Mönchengladbach: Weiter Bangen um Karstadt
VON KATHARINA SCHMÜLLING - zuletzt aktualisiert: 09.06.2009 - 11:33Mönchengladbach (RPO). Keine Staatshilfen, keine Rettungsbeihilfe: Das sind auch für die 140 Karstadt-Mitarbeiter in Rheydt schlechte Nachrichten. OB Bude hat noch Hoffnung: Der Karstadt-Vorstand habe sich zum Standort Rheydt bekannt.
Das Bangen um ihre Arbeitsplätze ist für die 140 Mitarbeiter und elf Auszubildenden in Rheydt noch nicht vorbei. Bereits gegen Mittag war am Montag klar: Eine Staatsbürgschaft für Arcandor, dem Karstadt-Mutterkonzern, wird es nicht geben. Am Nachmittag gegen 17 Uhr dann die zweite schlechte Nachricht: Der Antrag auf den Rettungsbeihilfekredit über 437 Millionen Euro ist ebenfalls abgelehnt. Nun droht die Insolvenz.
"Ein klares Bekenntnis"
Aber es gab auch hoffnungsvolle Nachrichten aus Berlin. Oberbürgermeister Norbert Bude (SPD) kam hoffnungsvoll von einem Treffen aller von der Karstadt-Problematik betroffenen Bürger- und Oberbürgermeister mit Wolfgang Tiefensee, Bundesminister für Verkehr, Bau und Stadtentwicklung, zurück. "Der Vorsitzende der Karstadt-AG, Stefan W. Herzberg, hat ein klares Bekenntnis zum Erhalt des Standortes in Rheydt abgegeben", sagte Bude im Gespräch mit der RP.
Karstadt Rheydt
Filiale Rheydt Die Rheydter Filiale ist eine von 91 in Deutschland, denen die Schließung droht.

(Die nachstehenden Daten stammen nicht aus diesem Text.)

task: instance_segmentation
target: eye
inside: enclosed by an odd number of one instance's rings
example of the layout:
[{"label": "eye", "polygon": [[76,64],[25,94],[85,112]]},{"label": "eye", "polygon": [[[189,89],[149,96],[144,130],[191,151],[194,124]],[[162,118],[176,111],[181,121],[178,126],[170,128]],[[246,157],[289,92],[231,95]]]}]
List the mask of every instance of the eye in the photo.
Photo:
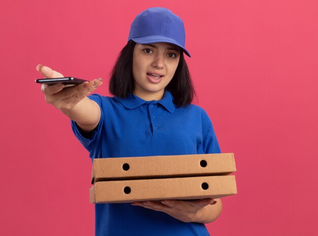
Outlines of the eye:
[{"label": "eye", "polygon": [[176,56],[177,56],[177,55],[174,53],[168,53],[168,56],[169,57],[175,57]]},{"label": "eye", "polygon": [[149,49],[149,48],[146,48],[145,49],[143,49],[143,51],[144,51],[144,52],[147,53],[147,54],[150,54],[150,53],[153,53],[152,51],[151,50],[151,49]]}]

Eröffnung war vor 33 Jahren
Verkaufsfläche Auf 10.000 Quadratmetern gibt es unter anderem Kleidung, Kosmetik, Elektronik und Haushaltswaren
Natürlich habe die Standortsicherung nur dann Erfolg, wenn der Gesamtkonzern überlebe, so Bude weiter. Trotzdem ist er überzeugt: "Das deutliche Bekenntnis bestätigt, dass es sich aus Mönchengladbacher Sicht unbedingt lohnt, zu kämpfen." Denn eine Rheydter Innenstadt ohne Karstadt will sich das Stadtoberhaupt erst gar nicht ausmalen. "Das wäre eine Katastrophe."
Peter Felten vom City-Management sieht das ähnlich. "Was die Sortimentspolitik angehe, sei eine Schließung der Karstadt-Filiale in Rheydt ein Verlust. Und: "Karstadt ist ein Frequenzbringer und schreibt schwarze Zahlen." Den Mitarbeitern indes bleibt kaum mehr, als weiter auf ihre Situation aufmerksam zu machen – und zu hoffen. Wo sonst zu dieser Jahreszeit der Blick auf bunte Sommermode im Schaufenster fällt, hängt nun – passend zur Stimmung – ein schwarzer Vorhang.
Die Botschaft ist unmissverständlich. "Innenstadt. Ohne Karstadt? GeisterStadt.", steht auf dem Schild hinter der Glasscheibe. "Es ist für uns wie Achterbahn fahren", sagt Betriebsratsvorsitzende Ursula Richter. "Das ewige Bangen geht an die Substanz", ergänzt ihre Stellvertreterin, Elvira Burhenne. Dass die Lage ernst ist, steht auch Geschäftsführer Manfred Hundt ins Gesicht geschrieben. "Aber wir geben die Hoffnung nicht auf", sagt er.
Gestern standen Burhenne und Richter wieder vor dem Eingang und sammelten Unterschriften für den Erhalt des Standortes Rheydt. Mehr als 11 000 sind in den vergangenen Wochen bereits zusammen gekommen. Die Bürger müssen sie zur Unterschrift nicht lange bitten. "Ich kann die Angst um die Arbeitsplätze schon gut verstehen", sagt Ursula Krienen und unterschreibt ebenso wie Ehemann Norbert auf der Liste.